Alina Eisenhauer has enlisted seven Worcester and local area chefs to provide exclusive stories and recipes for her Cooking from Memory cookbook, which she is funding herself through Kickstarter. (Crowdfunded means the book’s creation is entirely dependent on the support of the crowd – meaning us – through March 24: For a pledge of $30, you get a full-color hardcover book delivered by the end of the year.)
Peter Eco (Fay Club), Jared Foreman (deadhorse hill), Candy Murphy (Figs and Pigs), Jay Powell (Twisted Fork), Christopher Rovezzi (Rovezzi’s Ristorante), Mark DeNittis, and Tim Russo (Lock 50) have all agreed to share memories of favorite dishes growing up and provide or create recipes with Alina for the book.
“I felt this was a great way to connect our memories of food to what is happening around Worcester,” says Eisenhauer. “There are so many wonderful chefs and restaurants who are connected to and connecting this city today. I wanted to celebrate that and work with a few of them to make this cookbook even more fun and capture more of our city’s food spirit.”
In fact, Eisenhauer notes, the memory and recipe that inspired the whole book came from a conversation she had with Rovezzi long before she moved to Worcester and opened Sweet.
“He told me chocolate cream pie was his favorite dessert as a kid, because it was the first thing his dad taught him how to cook. But he hadn’t eaten it since then because he was afraid it wouldn’t taste the same. I knew right then I had to make Chris a pie, and that’s the memory that stayed with me and inspired the book.”
What will the other chefs choose?

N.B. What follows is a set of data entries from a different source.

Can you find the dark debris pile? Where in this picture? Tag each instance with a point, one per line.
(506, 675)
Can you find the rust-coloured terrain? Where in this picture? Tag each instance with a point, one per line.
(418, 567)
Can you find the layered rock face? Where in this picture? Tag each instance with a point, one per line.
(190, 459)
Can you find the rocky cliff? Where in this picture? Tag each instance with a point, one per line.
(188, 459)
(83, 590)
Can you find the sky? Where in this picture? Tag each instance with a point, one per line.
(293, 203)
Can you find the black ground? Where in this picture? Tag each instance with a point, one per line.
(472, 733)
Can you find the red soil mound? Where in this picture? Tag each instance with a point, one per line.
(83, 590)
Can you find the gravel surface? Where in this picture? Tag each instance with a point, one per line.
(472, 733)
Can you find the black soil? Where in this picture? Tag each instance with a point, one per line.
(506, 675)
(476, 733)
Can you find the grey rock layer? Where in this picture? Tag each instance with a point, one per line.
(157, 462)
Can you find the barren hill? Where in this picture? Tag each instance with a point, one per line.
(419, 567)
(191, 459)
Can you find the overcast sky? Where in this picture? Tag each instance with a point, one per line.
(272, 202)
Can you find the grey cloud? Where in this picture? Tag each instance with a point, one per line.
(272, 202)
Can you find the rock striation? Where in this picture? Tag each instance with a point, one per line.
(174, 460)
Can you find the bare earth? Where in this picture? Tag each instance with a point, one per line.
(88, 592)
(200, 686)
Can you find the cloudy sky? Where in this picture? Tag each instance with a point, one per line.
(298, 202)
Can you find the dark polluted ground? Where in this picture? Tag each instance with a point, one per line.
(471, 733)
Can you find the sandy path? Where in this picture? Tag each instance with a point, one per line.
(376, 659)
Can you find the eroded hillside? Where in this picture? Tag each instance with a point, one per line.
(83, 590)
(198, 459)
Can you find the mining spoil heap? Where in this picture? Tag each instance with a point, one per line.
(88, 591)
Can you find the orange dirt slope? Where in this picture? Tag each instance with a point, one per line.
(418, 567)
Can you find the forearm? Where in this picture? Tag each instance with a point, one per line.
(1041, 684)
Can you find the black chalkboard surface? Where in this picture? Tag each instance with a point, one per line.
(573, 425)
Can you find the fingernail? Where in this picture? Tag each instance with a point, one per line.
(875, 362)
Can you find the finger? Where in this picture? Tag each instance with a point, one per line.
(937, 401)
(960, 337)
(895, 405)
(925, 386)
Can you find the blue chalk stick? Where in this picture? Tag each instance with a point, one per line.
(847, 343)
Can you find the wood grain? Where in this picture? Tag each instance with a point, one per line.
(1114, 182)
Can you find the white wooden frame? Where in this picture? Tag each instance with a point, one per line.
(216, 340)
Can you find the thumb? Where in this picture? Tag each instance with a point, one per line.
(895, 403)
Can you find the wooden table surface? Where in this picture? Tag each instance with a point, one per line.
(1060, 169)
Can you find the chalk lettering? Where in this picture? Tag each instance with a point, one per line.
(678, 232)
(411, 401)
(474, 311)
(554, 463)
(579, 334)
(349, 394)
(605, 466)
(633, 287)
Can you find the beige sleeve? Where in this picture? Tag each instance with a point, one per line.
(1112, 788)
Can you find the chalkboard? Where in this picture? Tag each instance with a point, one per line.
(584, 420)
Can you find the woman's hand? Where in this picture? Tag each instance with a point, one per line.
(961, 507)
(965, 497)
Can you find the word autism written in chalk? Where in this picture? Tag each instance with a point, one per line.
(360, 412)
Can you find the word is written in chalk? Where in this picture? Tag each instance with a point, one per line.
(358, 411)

That’s up to them, says Eisenhauer. The most important thing is that the dish connects to a memory of food that is important to them – something they ate growing up or something someone they loved made. The actual recipe in the book might be that recipe from their families, an elevated version of the dish they cook for customers today, or something inspired by the memory that Eisenhauer creates with them. She and her team will also work with the chefs to capture the memories and recipe in words and pictures.
“But no matter what,” adds Eisenhauer. “The recipe will be exclusive to Cooking from Memory – something you won’t find anywhere else when the book is published.”
That is IF the book is published. As reported previously by Mass Foodies, Eisenhauer is taking a non-traditional route to produce a cookbook that will rival the content and quality of any book she could have produced with a traditional publisher.
But that work – mostly the printing of 5,000 books – is expensive. Kickstarter allows her to try and raise the money herself by asking her thousands of customers, connections, and friends (many of whom have asked her when she would write a cookbook and how they would “totally buy it”) to simply purchase one in advance to make it happen.
“I don’t think many people realize that if there is no funding there will be no book – there will be nothing to buy later!” adds Eisenhauer. “Kickstarter is all or nothing. If we don’t get the funding we ask for, we don’t get ANY of the money we raise to do this. There is no risk to anyone who pledges either. If we fund, they get a book at below the cover price including shipping or one of the other rewards they pledge to buy. If we don’t, they are charged nothing. I promise it will be worth your advance support.”
The Cooking from Memory project ends on Kickstarter on March 24. The book also gives back: for every book sold Eisenhauer will donate at least $1 to her favorite charity: Share Our Strength’s No Kid Hungry campaign.